The Corporate Transparency Act (CTA) is back and will take effect on Jan. 13, 2025.
On Dec. 3, a federal judge from the Eastern District of Texas (Sherman Division) issued a preliminary nationwide injunction, preventing Treasury’s Financial Crimes Enforcement Network (FinCEN) from enforcing the CTA and its implementing regulations. On Dec. 23, the 5th U.S. Circuit Court of Appeals lifted that earlier order. Following that decision, FinCEN announced it will delay enforcement until Jan. 13, 2025. The original deadline was Jan. 1, 2025.
Background on CTA
By Jan. 13, millions of small businesses, including farms, have to report their beneficial ownership and tax ID numbers to the U.S. Treasury Department. The IRS has nothing to do with this. These reports must be filed electronically with the department’s FinCEN. The goal is to help catch crooks who use shell companies for money laundering and other financial crimes.
For this new obligation you can thank the CTA, a law passed in 2021 with bipartisan support, by more than 200 House Democrats and 100 Republicans.
Not all farms must report; sole proprietorships and general partnerships are exempt. The law applies to farms organized as corporations, LLCs, or other entities on file with a secretary of state.
Entities formed this year already had to report to FinCEN, but the Jan. 13 deadline applies to older ones. Penalties for not filing are fines of up to $10,000 and two years in federal prison.
Reporting Process
For some farms, reporting could be relatively simple. According to a Platinum Filings white paper, the law contains three main categories of required information:
- Details on the reporting company or entity — Its full legal name, all trade names, its address, the state where it was formed, and its taxpayer identification number or employer identification number.
- Beneficial owner information — Each owner’s full legal name, date of birth, residential address, and the number on a current form of ID such as a driver’s license or passport. (To simplify this, owners can get a personalized ID number from FinCEN.)
- For entities formed after Jan. 1, 2024, information about the person who filed paperwork to establish the company or LLC.
Iowa State University’s Center for Agricultural Law and Taxation offers this example of the simplest situation:
“In 2020, George and Marge formed GM, LLC, an entity to manage their farmland. They each own 50% of the LLC. George and Marge are the only officers of the entity, which has no employees.
“George and Marge are both beneficial owners of GM, LLC. By Jan. 13, 2025, the LLC must file an online beneficial ownership information report with FinCEN, reporting the required information for the company, George and Marge.”
Platinum Filings estimates that if a small business has all of its needed documents at hand, the business owner could go to the FinCEN website and complete the form in under one hour.
For larger farms, feedlots, and other agricultural businesses, these reports are more complicated.
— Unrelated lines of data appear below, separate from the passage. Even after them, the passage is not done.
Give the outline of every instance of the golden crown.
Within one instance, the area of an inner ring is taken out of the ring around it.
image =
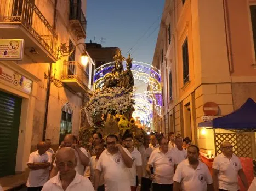
[[[129,53],[128,57],[126,58],[127,63],[131,63],[133,61],[133,58],[130,57],[130,53]]]
[[[122,56],[121,51],[120,51],[116,55],[114,56],[114,60],[116,62],[123,62],[126,58]]]

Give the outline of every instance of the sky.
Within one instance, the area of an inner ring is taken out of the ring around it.
[[[86,43],[118,47],[151,64],[164,0],[87,0]]]

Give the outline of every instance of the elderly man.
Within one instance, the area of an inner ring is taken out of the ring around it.
[[[209,169],[198,157],[198,147],[190,146],[187,159],[179,164],[176,169],[173,177],[174,191],[212,190],[213,181]]]
[[[131,190],[140,191],[142,177],[141,154],[133,146],[133,135],[131,134],[125,134],[122,140],[124,147],[130,152],[133,161],[133,166],[129,169]],[[136,184],[136,175],[138,175],[138,186]]]
[[[222,153],[214,158],[213,164],[214,190],[238,190],[237,175],[247,190],[247,180],[239,158],[233,153],[233,146],[229,142],[224,142],[220,145],[220,149]]]
[[[133,166],[133,160],[128,150],[118,144],[115,135],[106,139],[107,149],[101,153],[94,173],[94,189],[99,186],[100,177],[103,173],[106,191],[130,191],[128,168]]]
[[[64,142],[60,147],[60,149],[57,151],[59,152],[61,148],[71,147],[75,150],[75,154],[77,157],[77,165],[75,167],[76,171],[81,175],[83,175],[84,173],[84,166],[86,166],[89,164],[90,159],[88,157],[86,150],[83,147],[79,146],[76,144],[76,138],[72,134],[66,135],[64,138]],[[56,176],[58,173],[58,169],[56,166],[55,162],[53,163],[53,168],[50,172],[50,178]]]
[[[150,141],[150,136],[144,135],[143,144],[139,149],[142,159],[141,191],[150,191],[152,184],[152,180],[150,178],[146,171],[149,157],[153,152],[152,148],[149,146]]]
[[[47,150],[47,144],[41,141],[37,144],[37,151],[30,155],[27,166],[30,171],[26,184],[29,191],[41,190],[49,180],[52,154]]]
[[[174,154],[168,149],[169,142],[166,138],[159,139],[160,147],[156,148],[149,158],[147,171],[153,180],[153,191],[172,191],[173,177],[174,175]],[[155,171],[151,174],[150,169],[153,166]]]
[[[42,190],[94,191],[89,179],[80,175],[75,169],[78,159],[73,148],[62,148],[58,152],[56,159],[59,172],[44,185]]]
[[[156,135],[150,136],[150,144],[149,146],[153,150],[155,148],[158,148],[159,145],[157,144]]]

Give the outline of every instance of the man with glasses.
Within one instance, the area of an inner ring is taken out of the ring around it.
[[[103,173],[106,191],[130,191],[128,168],[133,163],[130,153],[118,143],[115,135],[107,136],[106,142],[107,149],[99,157],[94,173],[94,189],[97,190]]]
[[[213,180],[214,191],[239,190],[239,175],[246,190],[248,184],[239,158],[233,153],[233,146],[229,142],[220,145],[222,153],[214,158],[213,164]]]
[[[153,180],[153,191],[172,191],[173,177],[174,175],[174,154],[168,149],[168,140],[163,137],[159,139],[160,147],[156,148],[149,158],[147,171]],[[151,173],[153,166],[155,171]]]
[[[94,190],[89,179],[79,175],[75,169],[77,164],[75,152],[70,147],[59,150],[55,161],[59,172],[44,184],[42,191]]]
[[[132,191],[140,191],[142,177],[141,155],[135,148],[133,144],[133,135],[131,134],[125,134],[123,136],[123,142],[126,148],[130,153],[133,161],[133,166],[129,169]],[[136,175],[138,174],[138,184],[136,184]]]

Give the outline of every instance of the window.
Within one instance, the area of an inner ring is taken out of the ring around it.
[[[61,111],[59,144],[64,139],[66,135],[72,133],[72,117],[73,111],[70,105],[66,103]]]
[[[170,44],[170,35],[171,35],[171,33],[170,33],[170,23],[169,24],[169,27],[168,28],[168,42],[169,42],[169,44]]]
[[[170,71],[169,73],[169,100],[171,100],[173,99],[173,91],[172,87],[172,72]]]
[[[253,43],[254,44],[254,52],[256,55],[256,5],[250,6],[250,11],[253,30]]]
[[[183,83],[189,81],[189,47],[187,37],[182,45],[182,61],[183,63]]]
Determining “beneficial owners” can be tricky. FinCEN defines that as anyone who owns or controls at least 25% of the entity; with stock, equity, or voting rights, for example. But that can be less than 25% for anyone with “substantial control” such as senior officers and important decision-makers. There are no limits on the potential number of beneficial owners.
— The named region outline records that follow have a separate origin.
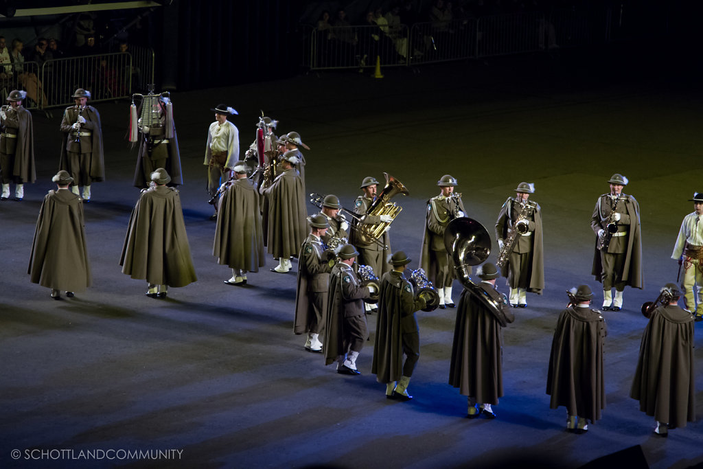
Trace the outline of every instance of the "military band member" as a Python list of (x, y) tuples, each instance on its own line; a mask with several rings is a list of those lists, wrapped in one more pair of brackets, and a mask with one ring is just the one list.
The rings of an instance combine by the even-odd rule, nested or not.
[(608, 333), (602, 315), (591, 309), (591, 288), (570, 291), (573, 302), (559, 314), (554, 330), (547, 394), (551, 409), (567, 408), (567, 430), (581, 434), (605, 409), (603, 343)]
[(83, 203), (68, 189), (73, 178), (62, 169), (51, 180), (57, 188), (41, 203), (27, 273), (32, 283), (51, 288), (51, 297), (60, 300), (61, 290), (72, 297), (91, 285), (90, 259)]
[[(420, 328), (415, 311), (424, 308), (425, 298), (415, 298), (404, 272), (411, 259), (403, 251), (391, 257), (393, 270), (381, 278), (378, 317), (371, 373), (386, 385), (386, 398), (409, 401), (408, 385), (420, 359)], [(405, 354), (405, 363), (403, 354)]]
[(247, 272), (258, 272), (266, 265), (259, 193), (247, 179), (250, 167), (238, 161), (232, 168), (235, 179), (219, 200), (212, 255), (217, 262), (232, 269), (227, 285), (246, 285)]
[(73, 193), (81, 195), (79, 186), (83, 186), (83, 201), (87, 203), (91, 184), (105, 179), (103, 130), (98, 110), (87, 104), (90, 91), (79, 88), (72, 98), (76, 105), (66, 108), (61, 120), (65, 135), (59, 167), (73, 178)]
[(363, 310), (363, 299), (370, 297), (375, 288), (362, 287), (352, 266), (359, 252), (350, 244), (337, 255), (339, 262), (330, 274), (327, 308), (327, 335), (325, 339), (325, 364), (337, 362), (337, 373), (360, 375), (356, 359), (368, 338), (368, 326)]
[[(238, 113), (221, 103), (211, 109), (215, 113), (215, 122), (207, 129), (205, 158), (207, 167), (207, 193), (214, 197), (217, 189), (231, 177), (232, 167), (239, 160), (239, 131), (227, 116)], [(211, 217), (217, 217), (217, 212)]]
[(456, 184), (456, 179), (444, 174), (437, 181), (439, 195), (427, 200), (427, 222), (420, 259), (420, 266), (425, 269), (439, 295), (441, 309), (454, 307), (454, 300), (451, 298), (453, 262), (451, 253), (444, 246), (444, 229), (451, 220), (466, 216), (460, 195), (453, 193)]
[[(376, 200), (376, 191), (378, 188), (378, 181), (370, 176), (363, 178), (359, 187), (363, 191), (363, 195), (359, 195), (354, 201), (354, 211), (359, 216), (359, 221), (354, 221), (356, 227), (350, 233), (349, 242), (359, 250), (359, 263), (361, 265), (368, 265), (373, 269), (373, 273), (379, 278), (383, 274), (390, 271), (390, 264), (387, 259), (387, 253), (390, 252), (390, 238), (388, 236), (388, 226), (378, 242), (361, 239), (356, 234), (356, 230), (362, 225), (378, 225), (380, 223), (390, 223), (393, 217), (389, 214), (372, 215), (368, 213), (371, 204)], [(364, 304), (367, 311), (378, 311), (375, 305)]]
[(649, 313), (630, 390), (640, 410), (654, 418), (654, 432), (661, 437), (696, 420), (693, 316), (679, 307), (681, 292), (675, 283), (664, 288), (671, 300)]
[[(597, 236), (591, 274), (603, 284), (605, 311), (620, 311), (625, 287), (642, 288), (643, 283), (640, 205), (632, 195), (622, 193), (628, 182), (622, 174), (612, 175), (608, 180), (610, 193), (598, 198), (591, 221)], [(601, 245), (607, 239), (609, 225), (617, 231), (605, 248)]]
[(310, 234), (302, 243), (298, 257), (299, 265), (293, 333), (307, 334), (305, 349), (317, 353), (322, 352), (322, 341), (319, 337), (325, 330), (330, 264), (333, 264), (330, 262), (329, 251), (326, 250), (321, 239), (329, 227), (324, 215), (312, 217)]
[[(503, 326), (515, 320), (510, 307), (496, 290), (500, 276), (496, 266), (486, 262), (477, 271), (479, 288), (496, 304), (494, 311), (464, 288), (456, 311), (451, 346), (449, 384), (467, 397), (468, 417), (495, 418), (492, 406), (503, 397)], [(480, 352), (477, 352), (480, 351)]]
[[(347, 221), (347, 218), (340, 213), (342, 204), (337, 195), (329, 194), (325, 196), (322, 202), (322, 207), (320, 209), (320, 214), (323, 215), (327, 219), (327, 222), (330, 224), (330, 228), (327, 233), (322, 237), (322, 240), (325, 245), (332, 245), (334, 247), (341, 248), (349, 240), (349, 224)], [(342, 244), (340, 244), (340, 240), (346, 240)]]
[[(527, 232), (517, 234), (517, 241), (501, 274), (510, 286), (510, 306), (527, 306), (527, 292), (542, 294), (544, 288), (544, 256), (542, 243), (542, 212), (539, 204), (528, 201), (534, 193), (534, 184), (521, 182), (515, 197), (510, 197), (501, 207), (496, 221), (496, 238), (502, 252), (504, 242), (515, 229), (515, 222), (527, 221)], [(523, 210), (523, 207), (524, 207)]]
[(307, 214), (305, 209), (305, 191), (302, 181), (294, 169), (298, 162), (295, 155), (284, 156), (281, 162), (283, 171), (276, 176), (271, 186), (262, 186), (259, 193), (266, 200), (268, 221), (266, 247), (269, 254), (278, 259), (278, 265), (271, 271), (285, 274), (292, 264), (290, 258), (307, 237)]
[(693, 212), (683, 217), (671, 259), (683, 266), (685, 307), (695, 314), (696, 321), (703, 321), (703, 193), (694, 193), (688, 201), (693, 203)]
[[(145, 110), (150, 113), (152, 122), (143, 122), (140, 117), (135, 123), (134, 140), (139, 140), (139, 153), (136, 158), (134, 169), (134, 187), (146, 188), (151, 182), (151, 173), (158, 168), (163, 168), (171, 176), (169, 186), (175, 187), (183, 184), (181, 172), (181, 154), (178, 149), (178, 137), (176, 135), (176, 125), (173, 119), (173, 106), (170, 94), (165, 91), (155, 100), (153, 105), (150, 101), (143, 102), (142, 106), (148, 105), (150, 108)], [(136, 113), (136, 110), (135, 110)]]
[(34, 167), (32, 113), (22, 105), (27, 92), (13, 89), (7, 96), (9, 105), (0, 110), (0, 179), (3, 200), (10, 198), (10, 184), (15, 184), (15, 200), (25, 197), (25, 183), (37, 179)]
[(198, 278), (178, 191), (167, 187), (171, 176), (163, 168), (150, 179), (154, 186), (142, 191), (129, 217), (120, 265), (122, 274), (146, 281), (146, 296), (164, 298), (169, 286), (184, 287)]

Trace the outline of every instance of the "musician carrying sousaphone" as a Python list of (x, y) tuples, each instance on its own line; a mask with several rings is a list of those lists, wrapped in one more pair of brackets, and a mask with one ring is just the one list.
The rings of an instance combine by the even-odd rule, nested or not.
[(87, 103), (90, 96), (87, 90), (76, 90), (72, 96), (76, 104), (64, 110), (60, 127), (64, 140), (59, 169), (73, 178), (73, 193), (82, 195), (78, 188), (83, 186), (84, 203), (90, 202), (91, 184), (105, 179), (103, 129), (98, 110)]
For such fine points, getting help from your accountant, attorney, or a third-party service makes sense.
When to Update
FinCEN doesn’t require annual reports but does require a new filing any time there’s a change in your business organization.
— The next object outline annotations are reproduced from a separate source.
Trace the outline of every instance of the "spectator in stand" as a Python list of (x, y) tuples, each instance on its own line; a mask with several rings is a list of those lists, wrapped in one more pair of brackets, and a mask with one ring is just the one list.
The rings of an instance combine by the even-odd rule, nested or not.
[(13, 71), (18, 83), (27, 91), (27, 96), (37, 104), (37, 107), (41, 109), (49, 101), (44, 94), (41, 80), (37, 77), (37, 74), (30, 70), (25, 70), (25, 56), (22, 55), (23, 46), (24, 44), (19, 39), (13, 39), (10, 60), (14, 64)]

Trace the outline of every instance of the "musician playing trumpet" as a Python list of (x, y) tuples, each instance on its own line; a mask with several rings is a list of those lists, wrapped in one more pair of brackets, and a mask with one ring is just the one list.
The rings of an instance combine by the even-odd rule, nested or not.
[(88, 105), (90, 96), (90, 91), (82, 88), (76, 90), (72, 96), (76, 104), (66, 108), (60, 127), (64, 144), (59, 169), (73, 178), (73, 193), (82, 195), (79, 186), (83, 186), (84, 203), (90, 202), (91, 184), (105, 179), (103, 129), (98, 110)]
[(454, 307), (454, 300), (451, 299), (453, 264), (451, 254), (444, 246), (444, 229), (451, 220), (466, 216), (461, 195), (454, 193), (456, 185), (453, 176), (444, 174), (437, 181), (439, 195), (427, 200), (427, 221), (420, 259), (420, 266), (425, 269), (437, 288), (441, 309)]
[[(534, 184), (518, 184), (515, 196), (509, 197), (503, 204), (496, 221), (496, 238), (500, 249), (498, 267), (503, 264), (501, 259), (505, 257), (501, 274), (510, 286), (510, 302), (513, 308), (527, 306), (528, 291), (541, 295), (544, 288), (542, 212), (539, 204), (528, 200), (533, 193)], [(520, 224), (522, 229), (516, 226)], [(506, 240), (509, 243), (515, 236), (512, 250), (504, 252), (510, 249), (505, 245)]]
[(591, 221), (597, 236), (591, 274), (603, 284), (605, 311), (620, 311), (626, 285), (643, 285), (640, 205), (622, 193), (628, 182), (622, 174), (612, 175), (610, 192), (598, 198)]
“The real pitfall is the need for updates,” said Steven Friedman, president and CEO of Platinum Filings. According to the Platinum Filings white paper:
“There are many possibilities for the kinds of big and small changes that could trigger the need to file an updated or corrected report: a residential move, a sale/merger/acquisition/dissolution, someone changing their name, a new assumed name for the business in any state it might operate in, a new passport for a beneficial owner, executive management turnover, etc. In any of these cases,” the paper asserts, “the correct information needs to be captured and stored — and a whole new report with all relevant detail needs to be filed for each entity that those beneficial owners touch. It’s not possible to change just one piece of information.”
What to Do Next?
For advice, start with your tax preparer and attorney.